Not to mention the fact that we've bogged down more than 150,000 troops at a time in Iraq, with a total troop rotation exceeding 940,000 so far, plus tne new, neocon noises we're making toward Iran...

More Kristoff:
The other option is the path that Richard Nixon pursued with Maoist China: esolute engagement, leading toward a new "grand bargain" in which Kim Jong Il
would give up his nuclear program in exchange for political and economic ties with the international community. This has the advantage that the best bet to bring down Mr. Kim, the Dear Leader, isn't isolation, but contacts with the outside world.
How about turning to the UN? Their record on stopping proliferation has been dismal (Pakistan, India, Israel and Libya kicked off nuclear and other "mass destruction" weapons programs under the United Nations' nose, though the latter has purportedly given up its ambitions).

In short, it doesn't look good.

BTW, here's a good analysis the BBC. Money quotes:

Only last month, Pyongyang said it was ready to treat the US as a "friend", and officials in the region expected new talks to start in a matter of weeks.

The turnaround, according to North Korea, was provoked by recent high-profile speeches by the Bush administration, including Secretary of State Condoleezza Rice's branding of Pyongyang as an "outpost of tyranny".

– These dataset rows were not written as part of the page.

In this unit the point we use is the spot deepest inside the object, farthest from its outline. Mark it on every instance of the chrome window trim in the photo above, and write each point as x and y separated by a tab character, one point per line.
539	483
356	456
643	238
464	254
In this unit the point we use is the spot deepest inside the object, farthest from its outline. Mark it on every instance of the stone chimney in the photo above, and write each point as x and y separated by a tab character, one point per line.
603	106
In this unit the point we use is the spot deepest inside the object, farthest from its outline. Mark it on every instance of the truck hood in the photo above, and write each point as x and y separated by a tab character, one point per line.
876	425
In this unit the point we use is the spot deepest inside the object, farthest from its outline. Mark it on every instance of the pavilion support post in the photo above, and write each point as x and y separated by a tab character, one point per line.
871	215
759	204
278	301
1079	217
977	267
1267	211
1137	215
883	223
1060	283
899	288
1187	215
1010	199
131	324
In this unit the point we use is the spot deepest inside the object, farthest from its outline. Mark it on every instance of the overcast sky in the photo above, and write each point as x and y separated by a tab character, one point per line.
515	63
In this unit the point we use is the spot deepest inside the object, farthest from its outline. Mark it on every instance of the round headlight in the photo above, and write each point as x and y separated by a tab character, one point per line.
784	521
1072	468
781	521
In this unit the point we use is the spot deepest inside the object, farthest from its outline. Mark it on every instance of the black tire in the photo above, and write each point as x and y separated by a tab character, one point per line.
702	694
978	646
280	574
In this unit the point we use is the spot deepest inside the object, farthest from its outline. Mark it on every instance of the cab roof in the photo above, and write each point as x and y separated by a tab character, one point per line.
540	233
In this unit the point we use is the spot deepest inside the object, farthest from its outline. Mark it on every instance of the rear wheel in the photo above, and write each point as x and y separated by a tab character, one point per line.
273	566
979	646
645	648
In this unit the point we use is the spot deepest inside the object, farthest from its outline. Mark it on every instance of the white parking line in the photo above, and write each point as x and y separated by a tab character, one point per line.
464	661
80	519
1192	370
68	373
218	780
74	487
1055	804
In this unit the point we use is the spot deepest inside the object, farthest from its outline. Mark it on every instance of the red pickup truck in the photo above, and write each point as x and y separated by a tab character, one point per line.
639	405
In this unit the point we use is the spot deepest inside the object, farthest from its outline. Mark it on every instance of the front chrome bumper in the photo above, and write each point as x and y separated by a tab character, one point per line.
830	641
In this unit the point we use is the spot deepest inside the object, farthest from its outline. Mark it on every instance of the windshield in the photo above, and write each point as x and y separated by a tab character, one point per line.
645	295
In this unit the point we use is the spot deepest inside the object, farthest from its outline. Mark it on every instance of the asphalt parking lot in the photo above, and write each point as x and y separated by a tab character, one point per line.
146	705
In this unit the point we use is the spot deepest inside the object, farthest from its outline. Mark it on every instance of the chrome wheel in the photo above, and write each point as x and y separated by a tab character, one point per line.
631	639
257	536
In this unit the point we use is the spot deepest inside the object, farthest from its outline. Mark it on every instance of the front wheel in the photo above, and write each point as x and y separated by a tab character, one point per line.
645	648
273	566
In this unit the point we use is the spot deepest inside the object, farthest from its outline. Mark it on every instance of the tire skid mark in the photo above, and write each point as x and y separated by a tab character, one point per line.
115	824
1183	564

North Korea last took part in talks on its nuclear programme in June But analysts said the real reason was last week's briefing of Asian officials by Michael Green, a senior US envoy.

During visits to Japan, South Korea and China, he is believed to have alleged that North Korea sold enriched uranium - a key ingredient of nuclear weapons - to Libya in 2001.

If true, that transaction would undermine North Korea's claim that its nuclear arsenal is purely defensive, and threaten to escalate its row with the US to a dangerous new level.

Military action is highly unlikely because of the size of North Korea's conventional army, and the international consensus that it does have a nuclear weapons programme, and at least six to eight nuclear weapons already in its arsenal.

The US is also currently preoccupied with Iraq and Iran so diplomacy is its only choice, analysts said.